Jan Carel Diehl, specialized in design for sustainability and one of the brains behind Context Variation by Design, explains, “Our idea with Context Variation by Design is, if you have the intention to go to different places in the world -and with global initiatives this is almost always the case- wouldn’t it be possible to take this into account from the start by considering these different contexts? You could say this complicates everything tremendously. But the idea is that, by considering these different cultural contexts simultaneously, you forego the flaw of excluding certain design possibilities.”
The design approach has already successfully been put to the test in designing cooking stoves for two different contexts in Africa, in Uganda and Ghana. “We were asked by a company to start a project on clean cooking. But, instead of starting with the technology, now we started by looking at people’s cooking habits. We made so-called cooking profiles of the users in both countries. Here, we look both at the technical qualities the stove needs to have and people’s interaction with the stove. Such as; what kind of pans they use, what type of actions they perform when cooking or how they light the stove.” From this analysis a long list of similarities and differences is drawn up. This is what the industrial design team needs to work with to devise a cooking stove that would be satisfactory to users in both countries.

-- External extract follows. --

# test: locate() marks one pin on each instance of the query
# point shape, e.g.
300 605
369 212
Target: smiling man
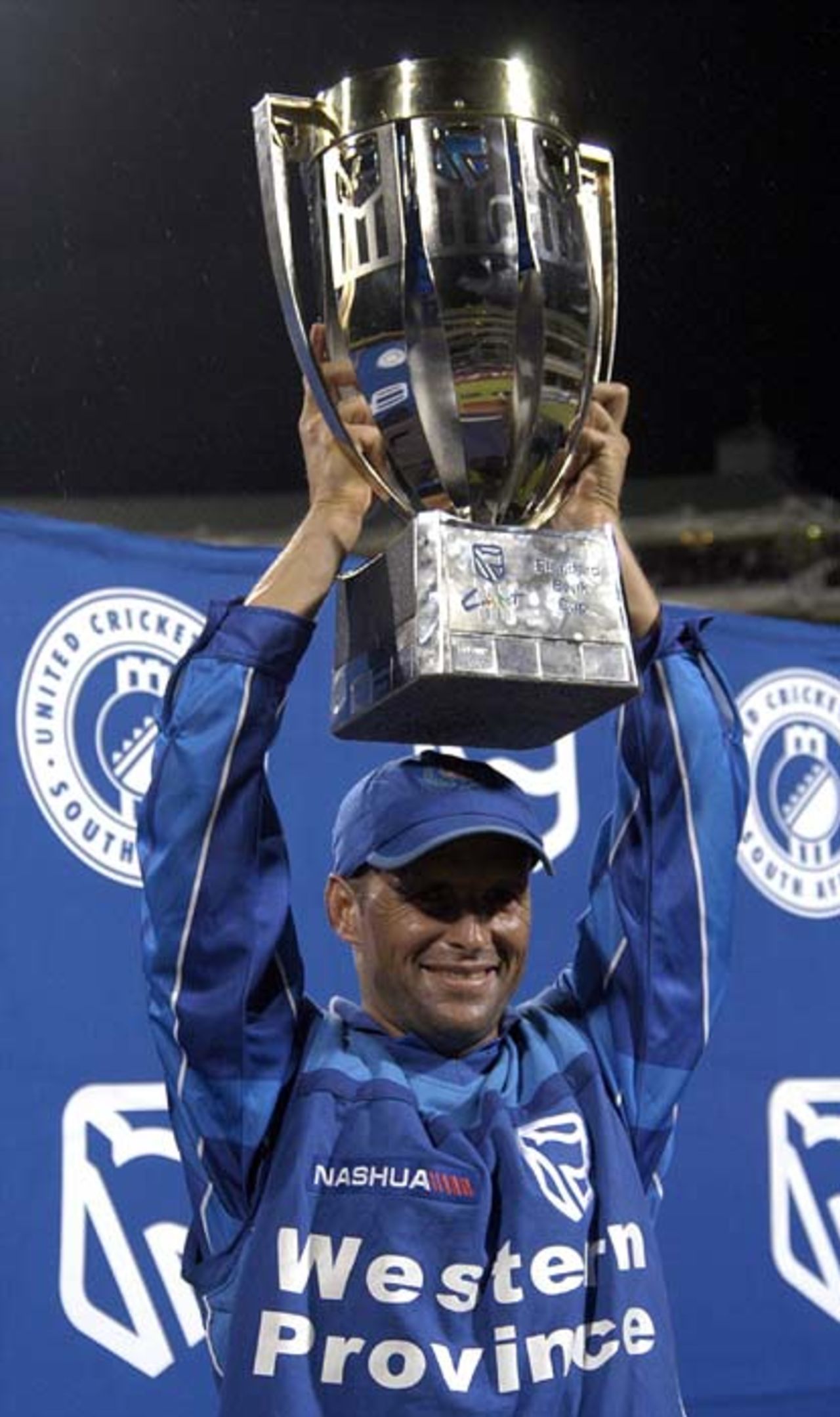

Sometimes this leads to almost opposite wishes with regard to a product’s specifications. “We found out that in Ghana they prefer using big round pans, which they like to dig into the charcoal. On the other hand, in Uganda they only use pans with a flat bottom, which are not supposed to be in contact with the fire. So we needed to keep track of this in our design. The main question was: can we design in such a way that both type of pans fit? It seems quite trivial, but it is necessary to consider this user interaction if you want people to accept the new product into their cooking process. This is the most important part of the entire project. Cause if it won’t be used, you will never have an impact with your expertly designed stove.”

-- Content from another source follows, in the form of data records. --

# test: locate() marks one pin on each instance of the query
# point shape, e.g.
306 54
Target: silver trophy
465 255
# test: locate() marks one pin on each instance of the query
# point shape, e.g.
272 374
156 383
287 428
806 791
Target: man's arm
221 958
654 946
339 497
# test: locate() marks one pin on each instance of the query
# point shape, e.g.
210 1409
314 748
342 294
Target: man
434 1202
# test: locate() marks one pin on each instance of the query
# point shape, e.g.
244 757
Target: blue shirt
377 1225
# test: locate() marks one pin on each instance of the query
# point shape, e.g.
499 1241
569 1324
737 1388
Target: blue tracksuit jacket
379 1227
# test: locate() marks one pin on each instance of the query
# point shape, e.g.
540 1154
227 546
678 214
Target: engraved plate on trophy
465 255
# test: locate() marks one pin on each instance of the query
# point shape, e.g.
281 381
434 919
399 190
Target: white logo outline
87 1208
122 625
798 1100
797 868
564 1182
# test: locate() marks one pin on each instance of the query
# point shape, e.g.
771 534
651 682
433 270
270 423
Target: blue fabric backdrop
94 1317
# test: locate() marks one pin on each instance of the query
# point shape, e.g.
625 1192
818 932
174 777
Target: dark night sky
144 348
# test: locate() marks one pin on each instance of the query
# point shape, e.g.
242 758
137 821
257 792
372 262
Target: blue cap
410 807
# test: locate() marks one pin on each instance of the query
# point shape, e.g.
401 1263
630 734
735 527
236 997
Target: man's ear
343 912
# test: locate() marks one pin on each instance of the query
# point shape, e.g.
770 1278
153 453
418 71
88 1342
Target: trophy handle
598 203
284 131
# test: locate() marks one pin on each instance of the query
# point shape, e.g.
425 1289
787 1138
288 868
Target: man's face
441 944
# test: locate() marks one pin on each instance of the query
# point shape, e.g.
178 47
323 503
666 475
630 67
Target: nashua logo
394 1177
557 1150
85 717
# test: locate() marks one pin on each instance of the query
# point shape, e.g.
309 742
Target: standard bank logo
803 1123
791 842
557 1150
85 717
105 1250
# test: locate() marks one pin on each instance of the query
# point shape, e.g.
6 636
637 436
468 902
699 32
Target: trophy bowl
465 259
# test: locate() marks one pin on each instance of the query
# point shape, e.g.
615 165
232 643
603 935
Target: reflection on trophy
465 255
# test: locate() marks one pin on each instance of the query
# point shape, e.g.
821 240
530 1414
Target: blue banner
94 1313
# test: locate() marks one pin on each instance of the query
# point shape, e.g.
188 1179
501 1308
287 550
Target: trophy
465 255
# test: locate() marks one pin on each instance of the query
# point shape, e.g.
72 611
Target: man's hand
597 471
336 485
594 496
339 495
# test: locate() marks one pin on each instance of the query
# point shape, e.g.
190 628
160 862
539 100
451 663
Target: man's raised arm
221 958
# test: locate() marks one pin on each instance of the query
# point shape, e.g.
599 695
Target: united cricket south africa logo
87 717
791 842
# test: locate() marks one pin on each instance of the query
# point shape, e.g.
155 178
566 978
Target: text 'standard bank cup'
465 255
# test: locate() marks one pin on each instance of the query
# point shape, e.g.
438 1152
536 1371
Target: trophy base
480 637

“Our ultimate design was not a one-size-fits-all; there was still some variation to be able to adjust it to local needs. We created an adaptive design, in which it would be possible to add on the option of using gas, specifically for the Ghanaian market. Because we discovered that while in Uganda they cook the entire year with charcoal, in Ghana they shift half of the year to cooking with natural gas, because charcoal becomes very expensive in the wet season. This was much easier to do then if we would have tried to make adaptations to a cooking stove design which had already been completed before coming to these countries. It shows that CVD enables designers to create a richer solution space, which ultimately leads to a richer and more creative solution.”